The Lysistrata connection made it doubly effective thanks to my prior experience with the play. I once watched a performance of Lysistrata in high school that had no affect on me: it was like the words hit a brick wall before they ever entered my ears. I could not place myself in the position of these women simply because they were women. But women kept talking about Lysistrata, from high school to college, to occasional mentions in the news when actors would stage a more modern performance, or even as obtuse threats. My curiosity finally got the best of me with this film, leading me to an online digest of the source material that got me up to speed.

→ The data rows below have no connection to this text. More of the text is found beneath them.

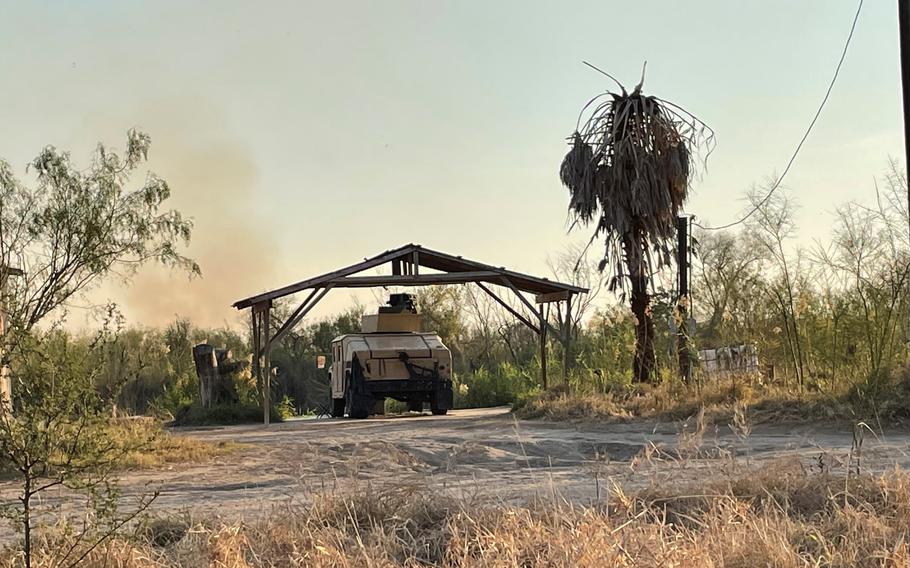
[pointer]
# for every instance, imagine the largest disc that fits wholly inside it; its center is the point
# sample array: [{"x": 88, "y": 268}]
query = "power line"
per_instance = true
[{"x": 799, "y": 146}]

The director’s imperative to put weird sex stuff in his movies is a holdover from earlier years (looking at you, She Hate Me), but it may have been the turnoff for a lot of people. One in media res scene involving Chi-Raq came off less like sex and more like sexual assault. Putting your main characters in a voyeuristic sex show for the sake of ending gang warfare is wrong, especially since both characters had to be coerced into doing it. Then again, the classical Greek play had outrageous sexual themes and imagery — men walking around with massive erections (their “heavy burdens”) because they had gone without sex for so long — so perhaps this joint did not fall that far from the tree.
CHOICE CUTS:
- There are intelligent people that insist on pronouncing the title of this movie as “chee-rack” or “shih-rock”, when its component parts let you know how to pronounce it: use your brain to get this right.
- CAMEO: Blink and you’ll miss cameos by humorist Dave Chapelle and MTV veejay La La Anthony.
- Gotta give another shoutout to hair and wardrobe, as Teyonah Parris’ afro was always on-point no matter the camera angle.
- Father Corridan was the only White man in the ‘hood, but you’d never think he was out of place with the way he moved among the people.
- PRICELESS QUOTE: “No peace, no piece” is the tagline for this film. I guess you’ve gotta reach the audience somehow.